Hummel writes: "...we find ourselves working more and enjoying it less.We live in a constant tension between the urgent and the important. The problem is that the important task rarely must be done today, or even this week...A man's home is no longer his castle; it is no longer a place away from urgent tasks because the telephone breaches the walls with imperious demands. The momentary appeal of these tasks seems irrestible and important, and they devour our energy. But in light of time's perspective their deceptive prominence fades; with a sense of loss we recall the important tasks pushed aside. We realize we've become slaves to the tyranny of the urgent."
We live in a fast-paced, fast-food, 10-second soundbite, MTV generation. Even in prayer, we want answers, and we want them NOW!
I believe (and I'm preaching to myself now!) we have to make a conscious decision to slow the pace--to reclaim quietness and calm, to restore peace and tranquillity into our lives as much as possible.
When bringing our prayer requests to God, we need to remember what it means to "Wait on the Lord" (Psalm 27:14). Actually, I gave that reference of Psalm 27:14, but there are many passages in the Bible that admonish us to wait on the Lord, to rest patiently in Him. He must have realized we were going to need that admonition.

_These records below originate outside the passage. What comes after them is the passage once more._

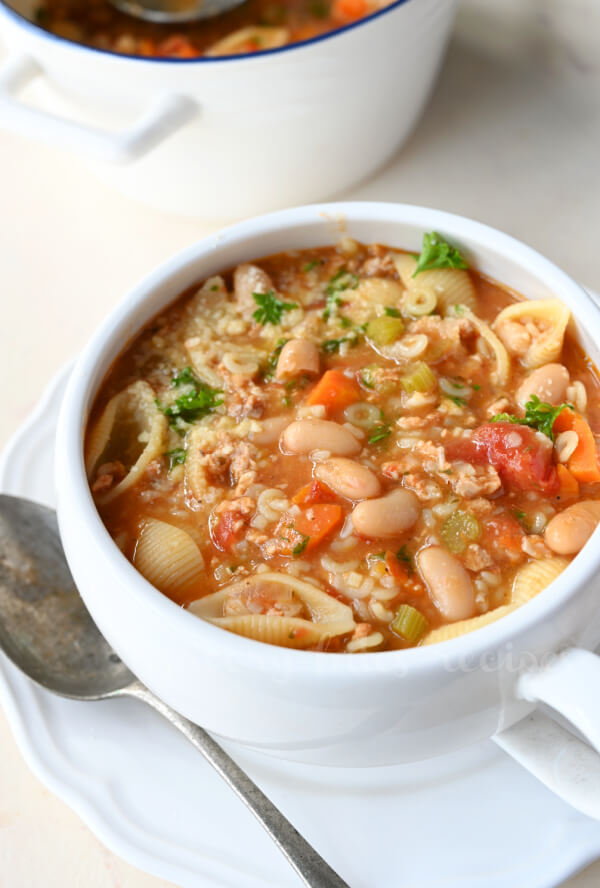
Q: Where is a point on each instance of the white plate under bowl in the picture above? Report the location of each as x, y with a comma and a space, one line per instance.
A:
464, 820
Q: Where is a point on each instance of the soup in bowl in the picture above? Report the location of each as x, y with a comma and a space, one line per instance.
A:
322, 493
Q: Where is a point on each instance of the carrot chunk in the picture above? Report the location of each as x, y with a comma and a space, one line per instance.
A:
301, 533
584, 463
568, 483
349, 10
335, 391
312, 493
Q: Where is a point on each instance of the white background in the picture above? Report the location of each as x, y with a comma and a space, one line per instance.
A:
511, 138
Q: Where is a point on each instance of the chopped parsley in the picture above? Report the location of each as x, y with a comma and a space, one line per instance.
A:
270, 308
404, 555
332, 346
380, 433
341, 280
437, 253
538, 415
197, 401
301, 546
176, 457
269, 370
308, 266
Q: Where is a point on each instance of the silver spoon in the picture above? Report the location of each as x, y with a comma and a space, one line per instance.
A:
46, 630
168, 12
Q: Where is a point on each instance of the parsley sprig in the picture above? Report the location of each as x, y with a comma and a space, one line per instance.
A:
538, 415
437, 253
176, 457
341, 280
270, 309
380, 433
196, 401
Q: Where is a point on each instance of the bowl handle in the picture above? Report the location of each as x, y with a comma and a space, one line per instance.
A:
167, 113
570, 767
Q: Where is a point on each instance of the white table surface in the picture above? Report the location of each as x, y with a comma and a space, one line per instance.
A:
511, 138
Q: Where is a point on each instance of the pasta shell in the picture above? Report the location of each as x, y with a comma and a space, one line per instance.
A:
502, 372
454, 630
535, 576
132, 431
266, 38
447, 286
329, 617
169, 559
547, 345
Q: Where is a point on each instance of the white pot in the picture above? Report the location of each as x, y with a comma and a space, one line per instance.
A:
227, 137
369, 709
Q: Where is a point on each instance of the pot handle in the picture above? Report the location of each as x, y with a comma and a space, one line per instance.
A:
167, 113
570, 767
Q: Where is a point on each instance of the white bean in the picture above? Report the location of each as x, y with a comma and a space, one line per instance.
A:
549, 383
306, 435
448, 582
348, 478
249, 279
568, 532
296, 357
386, 516
271, 430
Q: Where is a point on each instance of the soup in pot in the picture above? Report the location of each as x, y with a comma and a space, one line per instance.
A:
350, 448
255, 26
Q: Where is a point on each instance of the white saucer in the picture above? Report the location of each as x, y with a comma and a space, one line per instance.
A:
466, 820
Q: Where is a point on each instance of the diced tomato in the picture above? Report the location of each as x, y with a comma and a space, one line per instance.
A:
312, 493
398, 570
568, 485
349, 10
521, 456
226, 530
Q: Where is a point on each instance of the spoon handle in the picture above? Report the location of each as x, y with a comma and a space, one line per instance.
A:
312, 869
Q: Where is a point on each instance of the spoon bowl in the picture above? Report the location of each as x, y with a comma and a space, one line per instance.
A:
169, 12
45, 628
47, 632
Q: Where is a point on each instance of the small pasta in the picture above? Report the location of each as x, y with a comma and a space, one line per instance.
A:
535, 576
545, 321
131, 431
266, 38
325, 617
443, 287
168, 558
502, 371
454, 630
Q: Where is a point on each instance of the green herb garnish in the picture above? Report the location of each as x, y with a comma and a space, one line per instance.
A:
341, 280
436, 253
196, 402
308, 266
404, 555
176, 457
270, 308
380, 433
538, 415
301, 546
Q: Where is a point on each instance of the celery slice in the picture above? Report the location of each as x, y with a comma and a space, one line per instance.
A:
409, 624
384, 330
419, 378
458, 530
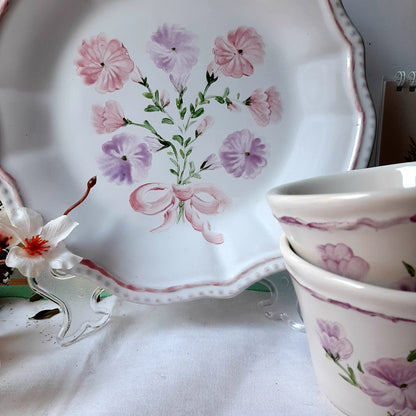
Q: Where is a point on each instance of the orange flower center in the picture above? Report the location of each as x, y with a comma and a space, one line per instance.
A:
36, 246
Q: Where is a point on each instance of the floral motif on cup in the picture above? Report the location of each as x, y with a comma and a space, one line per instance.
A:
333, 340
340, 259
126, 160
388, 382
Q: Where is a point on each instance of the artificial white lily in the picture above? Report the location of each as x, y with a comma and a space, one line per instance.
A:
39, 246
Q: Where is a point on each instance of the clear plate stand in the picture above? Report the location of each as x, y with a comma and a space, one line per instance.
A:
282, 305
84, 310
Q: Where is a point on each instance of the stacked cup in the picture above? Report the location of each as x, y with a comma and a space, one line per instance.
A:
350, 248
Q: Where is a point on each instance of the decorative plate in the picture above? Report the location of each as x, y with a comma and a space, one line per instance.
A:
187, 114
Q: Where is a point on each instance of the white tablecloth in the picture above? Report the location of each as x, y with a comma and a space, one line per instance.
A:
208, 357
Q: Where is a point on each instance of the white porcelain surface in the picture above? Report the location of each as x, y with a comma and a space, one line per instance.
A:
309, 113
360, 224
362, 339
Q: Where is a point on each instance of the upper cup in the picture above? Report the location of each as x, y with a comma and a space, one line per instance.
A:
360, 224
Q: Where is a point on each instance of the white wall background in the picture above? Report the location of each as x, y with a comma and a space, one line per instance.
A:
388, 29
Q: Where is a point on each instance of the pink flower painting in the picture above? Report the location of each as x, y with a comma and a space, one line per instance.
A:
237, 55
104, 64
333, 340
177, 117
340, 259
243, 155
109, 118
390, 382
125, 159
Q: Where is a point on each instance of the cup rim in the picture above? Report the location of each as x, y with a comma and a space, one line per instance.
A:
282, 191
342, 288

That's so hard to do, isn't it?
Lord, help me to remember, as Richard Cecil wrote, that when You send not the very things we ask, You hear us by sending greater than we can ask or think. What an awesome thought:
NOTE: When I read the quote by Richard Cecil, I didn't recognize the name, so thought I would do some online research. According to Wikipedia, Cecil was "a leading Evangelical Anglican clergyman of the 18th and 19th centuries."
Interestingly, Cecil was an associate of William Wilberforce, who is the subject of the new movie, Amazing Grace. Quoting from Wikipedia: "He was associated with the Clapham Sect whose best known member was William Wilberforce, and was a founding member and leader of the Eclectic Society, an evangelical Anglican society which was started along with John Newton and Henry Foster..."
Many thanks to Loni at Joy in the Morning for featuring a quote from this very interesting gentleman, and prompting me to learn something in the process.